Hi
I'm new to ceph but have to honor to look after a cluster that I haven't set up by myself.
Rushing to the ceph docs and having a first glimpse on our cluster I start worrying about our setup,
so I need some advice and guidance here.
The set up is:
3 machines, each running a ceph-monitor.
all of them are also hosting OSDs
machine A:
2 OSDs, each 3.6 TB - consisitng of 1 disk each (spinning disk)
3 OSDs, each 3.6 TB - consisting each of a 2 disk hardware-raid 0 (spinning disk)
3 OSDs, each 1.8 TB - consisting each of a 2 disk hardware-raid 0 (spinning disk)
machine B:
3 OSDs, each 3.6 TB - consisitng of 1 disk each (spinning disk)
3 OSDs, each 3.6 TB - consisting each of a 2 disk hardware-raid 0 (spinning disk)
1 OSDs, each 1.8 TB - consisting each of a 2 disk hardware-raid 0 (spinning disk)
3 OSDs, each, 0.7 TB - consisitng of 1 disk each (SSD)
machine C:
3 OSDs, each, 0.7 TB - consisitng of 1 disk each (SSD)
the spinning disks and the SSD disks are forming two seperate pools.

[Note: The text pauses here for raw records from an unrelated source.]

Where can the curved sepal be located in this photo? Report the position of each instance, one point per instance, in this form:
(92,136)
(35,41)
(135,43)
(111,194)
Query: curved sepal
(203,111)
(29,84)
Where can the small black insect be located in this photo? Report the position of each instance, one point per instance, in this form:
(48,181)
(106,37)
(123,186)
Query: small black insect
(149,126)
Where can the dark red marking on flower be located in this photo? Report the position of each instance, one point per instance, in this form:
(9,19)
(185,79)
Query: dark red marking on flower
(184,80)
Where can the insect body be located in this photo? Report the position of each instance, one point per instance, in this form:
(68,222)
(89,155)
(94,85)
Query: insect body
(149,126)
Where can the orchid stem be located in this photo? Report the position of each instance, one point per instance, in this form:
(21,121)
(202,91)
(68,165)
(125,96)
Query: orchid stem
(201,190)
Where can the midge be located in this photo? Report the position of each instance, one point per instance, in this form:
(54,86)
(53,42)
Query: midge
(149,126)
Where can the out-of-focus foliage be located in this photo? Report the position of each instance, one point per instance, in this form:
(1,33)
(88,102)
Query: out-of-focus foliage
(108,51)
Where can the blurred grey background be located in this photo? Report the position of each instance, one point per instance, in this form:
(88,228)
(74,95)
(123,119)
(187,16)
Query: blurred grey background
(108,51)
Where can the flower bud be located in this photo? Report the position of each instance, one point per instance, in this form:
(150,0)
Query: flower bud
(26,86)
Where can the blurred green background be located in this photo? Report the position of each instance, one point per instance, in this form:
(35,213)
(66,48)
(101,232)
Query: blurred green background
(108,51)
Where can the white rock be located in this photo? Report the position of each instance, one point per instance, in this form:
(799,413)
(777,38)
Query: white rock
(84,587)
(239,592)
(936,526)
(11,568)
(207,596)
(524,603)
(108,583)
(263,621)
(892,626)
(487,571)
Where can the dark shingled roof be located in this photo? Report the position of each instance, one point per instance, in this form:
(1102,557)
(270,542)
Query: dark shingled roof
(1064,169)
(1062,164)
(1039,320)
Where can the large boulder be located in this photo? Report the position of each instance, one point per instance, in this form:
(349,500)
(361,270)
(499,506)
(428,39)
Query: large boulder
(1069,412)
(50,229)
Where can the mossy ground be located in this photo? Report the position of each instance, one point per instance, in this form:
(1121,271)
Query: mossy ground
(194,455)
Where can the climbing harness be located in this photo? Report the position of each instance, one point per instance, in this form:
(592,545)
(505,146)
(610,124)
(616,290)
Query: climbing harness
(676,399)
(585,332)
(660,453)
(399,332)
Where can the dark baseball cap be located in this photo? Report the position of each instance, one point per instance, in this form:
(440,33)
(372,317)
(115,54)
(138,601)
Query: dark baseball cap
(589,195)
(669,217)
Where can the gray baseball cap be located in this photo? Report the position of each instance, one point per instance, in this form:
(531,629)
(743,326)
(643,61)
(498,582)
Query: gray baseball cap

Now what I'm worrying about is that I read "don't use raid together with ceph"
in combination with our poolsize
:~ ceph osd pool get <poolname> size
size: 2
From what I understand from the ceph docu the size tell me "how many disks may fail" without loosing the data of the whole pool.
Is that right? or can HALF the OSDs fail (since all objects are duplicated)?
Unfortunately I'm not very good in stochastic but given a probability of 1% disk failure per year
I'm not feeling very secure with this set up (How do I calculate the value that two disks fail "at the same time"? - or ahs anybody a rough number about that?)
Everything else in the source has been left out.